Tra i prodotti che transitavano in barca soprattutto nei porti di Cavalli e Molinella, quindi soggetti a dazi e gabelle, c’erano il prezioso sale (proveniente da Comacchio e da Cervia), il pesce di valle, il grano (proveniente dal ferrarese), la farina, il vino (proveniente dalla Romagna), derrate alimentari varie, legname, vasellame e quant’altro. La maggior parte delle imbarcazioni in transito erano costituite da tartane, rascone (a fondo piatto), burci, barche a vela latina, barche da pesca, sandali e anche zattere.

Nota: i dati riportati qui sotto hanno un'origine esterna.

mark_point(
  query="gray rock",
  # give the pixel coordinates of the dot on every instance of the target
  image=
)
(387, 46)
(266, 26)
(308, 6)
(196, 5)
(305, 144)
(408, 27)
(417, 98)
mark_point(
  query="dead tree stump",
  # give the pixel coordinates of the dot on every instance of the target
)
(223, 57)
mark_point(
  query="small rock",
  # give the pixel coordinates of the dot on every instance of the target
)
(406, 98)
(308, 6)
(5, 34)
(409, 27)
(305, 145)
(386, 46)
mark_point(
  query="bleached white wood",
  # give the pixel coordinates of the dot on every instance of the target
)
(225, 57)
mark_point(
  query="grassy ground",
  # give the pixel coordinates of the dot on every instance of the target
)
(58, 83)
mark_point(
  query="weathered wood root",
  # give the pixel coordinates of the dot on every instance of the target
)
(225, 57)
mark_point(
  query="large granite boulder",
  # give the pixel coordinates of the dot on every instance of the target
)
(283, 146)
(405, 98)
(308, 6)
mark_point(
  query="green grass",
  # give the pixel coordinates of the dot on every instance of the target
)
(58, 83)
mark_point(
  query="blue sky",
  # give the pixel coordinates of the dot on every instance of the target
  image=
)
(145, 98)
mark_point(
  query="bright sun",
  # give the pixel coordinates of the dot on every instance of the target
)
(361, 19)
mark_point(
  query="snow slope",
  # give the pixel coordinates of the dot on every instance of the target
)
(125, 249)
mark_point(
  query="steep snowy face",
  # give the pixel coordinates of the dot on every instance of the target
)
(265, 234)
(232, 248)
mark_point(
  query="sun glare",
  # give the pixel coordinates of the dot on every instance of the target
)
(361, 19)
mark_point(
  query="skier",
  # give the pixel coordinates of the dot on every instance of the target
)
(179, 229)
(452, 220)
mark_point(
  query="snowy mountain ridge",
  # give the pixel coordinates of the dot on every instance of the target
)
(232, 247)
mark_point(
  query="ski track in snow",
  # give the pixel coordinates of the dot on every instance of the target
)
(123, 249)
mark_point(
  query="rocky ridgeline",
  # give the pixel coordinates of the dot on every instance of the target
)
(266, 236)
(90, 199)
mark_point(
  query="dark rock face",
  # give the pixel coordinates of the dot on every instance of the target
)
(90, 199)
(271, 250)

Le Valli di Marmorta erano anche un covo di contrabbandieri e predoni che a volte si impossessavano dei carichi di merci costuditi nelle imbarcazioni. E ben poco potevano fare le guardie (“Saltari”) e le milizie che presidiavano porti e castelli della zona in quel quasi impenetrabile labirinto di passaggi e nascondigli tra le valli e i boschi. Aggiungiamo infine che per il controllo delle vie di comunicazioni fluviali (Po di Primaro, in particolare), dei porti principali e dei dazi e delle merci più preziose (come il sale) si svolsero, in questo periodo preso in considerazione, guerre e guerriglie sanguinose tra estensi, bolognesi, ravegnani e veneziani che interessarono anche il territorio oggi molinellese.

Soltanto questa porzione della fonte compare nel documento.